Selon Patrick Arendt, parents et enseignants souhaiteraient disposer d’un plan qui prépare à toute éventualité pendant cette pandémie. Ils aimeraient savoir à partir de quel seuil il faut fermer l’école indépendamment, de la fermeture des commerces. «Quand les magasins ferment l’école ferme aussi, c’est ça?», questionne ironiquement le président. S’il y a un risque de fermeture, les instits aimeraient pouvoir anticiper et préparer avec les élèves le passage à l’enseignement à distance.
Il plaide pour un plan qui indique exactement la marche à suivre. Il existe pourtant différents scénarios préparés par le ministère mais c’est beau sur le papier, visiblement, car dans la pratique il y a pas mal de ratés, selon le syndicat, à commencer par le traçage des contacts, selon eux.
Et la santé ?
«Les enseignants aimeraient que l’on s’occupe de leur santé», déclare le président du SEW. Ils ne croient pas aux statistiques, savent que le virus s’attrape à l’école quoi qu’on dise et qu’eux travaillent sans masque dans des classes qui ne sont pas toujours aérées comme elles le devraient. «Les enfants ne respectent pas toujours les mesures, ils se lèvent en oubliant leur masque, la distance», raconte Patrick Arendt. Le syndicat réclame des équipements pour assurer une aération nécessaire dans les classes mais ont l’impression que personne ne les entend.

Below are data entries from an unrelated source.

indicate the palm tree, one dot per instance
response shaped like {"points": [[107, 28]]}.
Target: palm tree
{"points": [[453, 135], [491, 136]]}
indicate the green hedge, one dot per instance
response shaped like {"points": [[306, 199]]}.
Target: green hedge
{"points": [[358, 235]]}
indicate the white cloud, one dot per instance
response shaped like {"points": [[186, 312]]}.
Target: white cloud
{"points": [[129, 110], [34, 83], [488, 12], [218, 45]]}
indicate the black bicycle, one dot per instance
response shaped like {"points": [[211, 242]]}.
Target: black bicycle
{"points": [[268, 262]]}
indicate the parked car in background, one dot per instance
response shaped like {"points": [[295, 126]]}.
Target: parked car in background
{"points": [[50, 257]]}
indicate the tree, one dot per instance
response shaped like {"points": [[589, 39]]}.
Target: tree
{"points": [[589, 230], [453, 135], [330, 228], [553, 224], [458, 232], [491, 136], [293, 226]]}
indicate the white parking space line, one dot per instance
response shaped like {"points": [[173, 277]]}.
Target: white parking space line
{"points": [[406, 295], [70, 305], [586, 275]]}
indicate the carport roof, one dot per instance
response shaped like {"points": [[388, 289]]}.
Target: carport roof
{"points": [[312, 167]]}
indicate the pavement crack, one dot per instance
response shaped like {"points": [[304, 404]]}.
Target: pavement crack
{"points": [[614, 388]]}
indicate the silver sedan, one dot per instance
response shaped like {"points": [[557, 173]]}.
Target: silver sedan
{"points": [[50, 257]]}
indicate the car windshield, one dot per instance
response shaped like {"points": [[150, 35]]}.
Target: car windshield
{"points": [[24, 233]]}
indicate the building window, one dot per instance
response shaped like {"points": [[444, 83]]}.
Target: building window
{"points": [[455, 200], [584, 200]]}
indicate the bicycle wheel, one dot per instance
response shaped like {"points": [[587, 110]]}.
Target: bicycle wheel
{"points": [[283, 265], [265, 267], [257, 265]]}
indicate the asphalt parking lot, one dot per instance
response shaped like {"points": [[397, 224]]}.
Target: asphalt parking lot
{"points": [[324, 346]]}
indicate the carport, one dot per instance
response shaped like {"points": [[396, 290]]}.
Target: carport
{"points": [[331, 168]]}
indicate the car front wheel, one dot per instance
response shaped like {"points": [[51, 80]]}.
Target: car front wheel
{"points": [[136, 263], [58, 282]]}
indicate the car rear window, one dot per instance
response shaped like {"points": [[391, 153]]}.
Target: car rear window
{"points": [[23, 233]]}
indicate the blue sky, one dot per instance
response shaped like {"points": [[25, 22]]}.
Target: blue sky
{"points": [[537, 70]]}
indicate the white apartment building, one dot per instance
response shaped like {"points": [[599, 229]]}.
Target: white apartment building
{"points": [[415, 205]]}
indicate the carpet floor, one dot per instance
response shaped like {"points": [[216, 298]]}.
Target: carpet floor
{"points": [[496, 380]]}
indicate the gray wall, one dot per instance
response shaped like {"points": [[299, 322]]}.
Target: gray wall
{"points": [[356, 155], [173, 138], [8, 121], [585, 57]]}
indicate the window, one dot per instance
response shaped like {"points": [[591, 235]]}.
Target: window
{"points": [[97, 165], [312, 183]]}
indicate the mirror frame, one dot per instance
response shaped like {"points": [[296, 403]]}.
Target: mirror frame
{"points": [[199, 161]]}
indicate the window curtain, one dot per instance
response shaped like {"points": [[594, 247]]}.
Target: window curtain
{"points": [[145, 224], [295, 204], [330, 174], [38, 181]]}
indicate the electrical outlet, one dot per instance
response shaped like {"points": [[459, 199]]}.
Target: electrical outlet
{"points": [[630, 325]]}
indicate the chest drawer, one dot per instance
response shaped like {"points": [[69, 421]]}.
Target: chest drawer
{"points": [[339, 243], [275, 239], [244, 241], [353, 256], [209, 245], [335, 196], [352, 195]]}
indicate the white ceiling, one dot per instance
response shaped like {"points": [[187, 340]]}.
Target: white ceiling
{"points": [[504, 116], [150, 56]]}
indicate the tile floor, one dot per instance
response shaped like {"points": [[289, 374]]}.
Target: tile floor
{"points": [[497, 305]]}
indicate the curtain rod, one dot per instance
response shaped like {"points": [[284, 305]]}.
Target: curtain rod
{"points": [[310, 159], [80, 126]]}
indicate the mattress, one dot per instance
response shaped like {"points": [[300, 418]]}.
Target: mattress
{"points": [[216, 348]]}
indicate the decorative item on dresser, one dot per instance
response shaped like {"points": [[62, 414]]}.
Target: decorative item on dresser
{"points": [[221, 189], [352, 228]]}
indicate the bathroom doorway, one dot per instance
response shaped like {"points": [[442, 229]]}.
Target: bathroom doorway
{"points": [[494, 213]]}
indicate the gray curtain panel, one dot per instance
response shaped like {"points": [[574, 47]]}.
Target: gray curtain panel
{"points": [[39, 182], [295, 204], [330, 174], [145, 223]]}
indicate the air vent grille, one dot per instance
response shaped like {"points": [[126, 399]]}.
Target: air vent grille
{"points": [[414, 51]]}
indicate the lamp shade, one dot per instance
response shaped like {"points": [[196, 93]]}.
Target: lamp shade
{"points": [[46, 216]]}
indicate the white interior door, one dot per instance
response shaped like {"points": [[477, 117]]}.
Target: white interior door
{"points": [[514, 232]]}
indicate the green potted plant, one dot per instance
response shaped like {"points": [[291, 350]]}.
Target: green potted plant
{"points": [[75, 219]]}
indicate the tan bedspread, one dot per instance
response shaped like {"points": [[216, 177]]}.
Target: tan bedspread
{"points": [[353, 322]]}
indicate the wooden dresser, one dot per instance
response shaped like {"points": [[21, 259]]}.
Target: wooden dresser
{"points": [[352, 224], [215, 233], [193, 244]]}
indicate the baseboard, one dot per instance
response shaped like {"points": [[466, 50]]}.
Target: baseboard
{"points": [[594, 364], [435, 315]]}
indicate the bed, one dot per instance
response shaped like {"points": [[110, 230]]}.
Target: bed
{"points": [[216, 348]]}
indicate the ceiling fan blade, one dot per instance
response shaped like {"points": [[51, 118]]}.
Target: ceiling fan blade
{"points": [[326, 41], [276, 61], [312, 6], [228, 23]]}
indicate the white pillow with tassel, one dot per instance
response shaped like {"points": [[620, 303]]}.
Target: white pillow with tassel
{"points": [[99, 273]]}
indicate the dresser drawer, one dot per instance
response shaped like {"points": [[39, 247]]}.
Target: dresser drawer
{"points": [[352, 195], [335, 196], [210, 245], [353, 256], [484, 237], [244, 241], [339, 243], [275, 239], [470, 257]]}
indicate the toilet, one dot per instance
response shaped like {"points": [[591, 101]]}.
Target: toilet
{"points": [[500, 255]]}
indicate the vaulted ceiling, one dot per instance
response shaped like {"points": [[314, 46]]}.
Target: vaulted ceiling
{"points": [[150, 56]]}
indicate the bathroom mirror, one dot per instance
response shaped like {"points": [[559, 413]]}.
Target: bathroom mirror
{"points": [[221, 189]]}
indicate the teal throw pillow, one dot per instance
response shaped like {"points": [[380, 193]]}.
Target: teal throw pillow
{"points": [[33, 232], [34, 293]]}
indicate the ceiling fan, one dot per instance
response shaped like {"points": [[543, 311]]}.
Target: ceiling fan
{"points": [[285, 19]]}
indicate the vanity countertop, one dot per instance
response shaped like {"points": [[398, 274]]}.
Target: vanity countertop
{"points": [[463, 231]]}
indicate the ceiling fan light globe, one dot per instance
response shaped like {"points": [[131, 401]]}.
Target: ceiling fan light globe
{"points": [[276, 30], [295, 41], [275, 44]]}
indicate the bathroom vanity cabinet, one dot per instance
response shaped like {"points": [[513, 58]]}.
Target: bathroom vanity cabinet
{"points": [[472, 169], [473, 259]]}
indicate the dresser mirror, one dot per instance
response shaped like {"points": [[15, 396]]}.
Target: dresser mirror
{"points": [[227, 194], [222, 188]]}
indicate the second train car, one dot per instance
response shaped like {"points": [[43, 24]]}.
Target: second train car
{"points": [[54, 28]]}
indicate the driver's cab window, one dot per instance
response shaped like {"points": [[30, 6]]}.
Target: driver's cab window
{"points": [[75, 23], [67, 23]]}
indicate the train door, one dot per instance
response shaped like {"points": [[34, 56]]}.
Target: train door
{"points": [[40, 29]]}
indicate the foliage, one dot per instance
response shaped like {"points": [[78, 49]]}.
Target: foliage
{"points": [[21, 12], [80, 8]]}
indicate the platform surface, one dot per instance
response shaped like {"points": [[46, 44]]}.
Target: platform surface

«Les deux dernières semaines avant les vacances de Noël, il y a eu beaucoup de cas dans les écoles et on a vécu des situations tendues. Les vacances sont arrivées comme un confinement en fait», estime le président. Un peu au hasard, mais il a bien fait les choses.
Le SEW parle de confiance rompue avec le ministère et de manque de respect par rapport à leur métier et à leur santé.
«Nous voulons la création d’une cellule de crise entre le ministère, les parents d’élèves et les syndicats et pas une réunion tous les trois mois», conclut Patrick Arendt.
En attendant, les enseignants du fondamental ont l’impression de ne plus être écoutés.